Envio ships with a built-in testing library that doubles as a development loop. `createTestIndexer()` runs your real handlers in-process, so you can iterate on logic and validate behavior without deploying anywhere. It's designed for:

- **TDD**: Write a failing test, implement the handler, capture the snapshot, commit
- **Unit tests**: Feed synthetic events directly into handlers to exercise edge cases in isolation
- **E2E tests against real blockchain data**: Pin a block range or let the indexer auto-detect the first block with events, and run your full handler pipeline end-to-end
- **Regression-proof assertions**: Inspect entities and per-block change sets, then lock in expected output with `toMatchInlineSnapshot`

The library integrates well with [Vitest](https://vitest.dev/) (recommended) and any other JavaScript-based testing framework.

## Getting Started

The simplest way to start is auto-exit mode — no block ranges, no mock events. The indexer automatically finds the first block with events and processes it.

```typescript
import { describe, it } from "vitest";
import { createTestIndexer } from "envio";

describe("Indexer Testing", () => {
  it("Should process first two blocks with events", async (t) => {
    const indexer = createTestIndexer();

    t.expect(
      await indexer.process({ chains: { 1: {} } }),
      "Should find the first block with an event on chain 1 and process it."
    ).toMatchInlineSnapshot(``);

    t.expect(
      await indexer.process({ chains: { 1: {} } }),
      "Should find the second block with an event on chain 1 and process it."
    ).toMatchInlineSnapshot(``);
  });
});
```

Run `pnpm test` — Vitest auto-fills the snapshots on first run. Review and commit them.

---

## Process API

`indexer.process({ chains })` is the single entry point for driving the indexer. The shape of each chain entry determines the mode.

### Auto-exit (recommended for getting started)
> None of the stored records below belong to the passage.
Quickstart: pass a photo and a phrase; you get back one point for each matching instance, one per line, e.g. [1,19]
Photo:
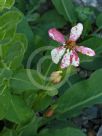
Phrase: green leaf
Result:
[6,4]
[81,95]
[13,52]
[8,132]
[66,8]
[62,132]
[13,108]
[23,27]
[8,23]
[20,81]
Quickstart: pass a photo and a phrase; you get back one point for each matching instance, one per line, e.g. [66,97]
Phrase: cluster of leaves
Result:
[23,105]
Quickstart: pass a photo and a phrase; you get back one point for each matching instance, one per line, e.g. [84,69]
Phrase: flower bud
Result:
[49,113]
[56,77]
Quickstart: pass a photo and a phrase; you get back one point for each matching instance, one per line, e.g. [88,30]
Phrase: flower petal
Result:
[74,59]
[66,60]
[56,35]
[85,50]
[57,53]
[76,31]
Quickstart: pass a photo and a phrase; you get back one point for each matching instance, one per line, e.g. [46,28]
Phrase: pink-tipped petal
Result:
[57,53]
[74,59]
[85,50]
[76,32]
[66,60]
[56,35]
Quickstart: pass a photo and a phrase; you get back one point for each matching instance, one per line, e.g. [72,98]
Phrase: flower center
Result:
[70,45]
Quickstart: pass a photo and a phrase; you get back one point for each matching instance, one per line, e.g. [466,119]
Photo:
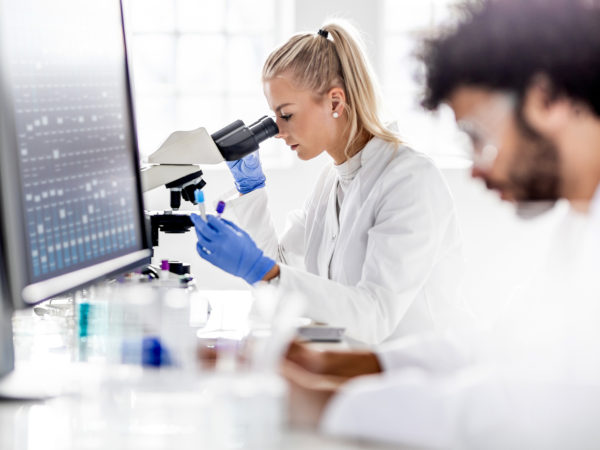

Processes the first block with matching events for each chain, then exits. Each subsequent call continues from where the previous one stopped.

```typescript
const result = await indexer.process({
  chains: {
    1: {},           // auto-detect first block with events on chain 1
    8453: {},        // same for chain 8453
  },
});
```

### Explicit block range

Process a specific block range. Use when you need deterministic, pinned snapshots.

```typescript
const result = await indexer.process({
  chains: {
    1: { startBlock: 10_000_000, endBlock: 10_000_100 },
  },
});
```

### Simulate (mock events)

Feed synthetic events without hitting the network. Best for unit-testing handler logic.

```typescript
await indexer.process({
  chains: {
    1: {
      simulate: [
        {
          contract: "ERC20",
          event: "Transfer",
          params: { from: addr1, to: addr2, value: 100n },
        },
      ],
    },
  },
});
```

You can pass multiple events in a single `simulate` array — they will be processed in order, just like in production.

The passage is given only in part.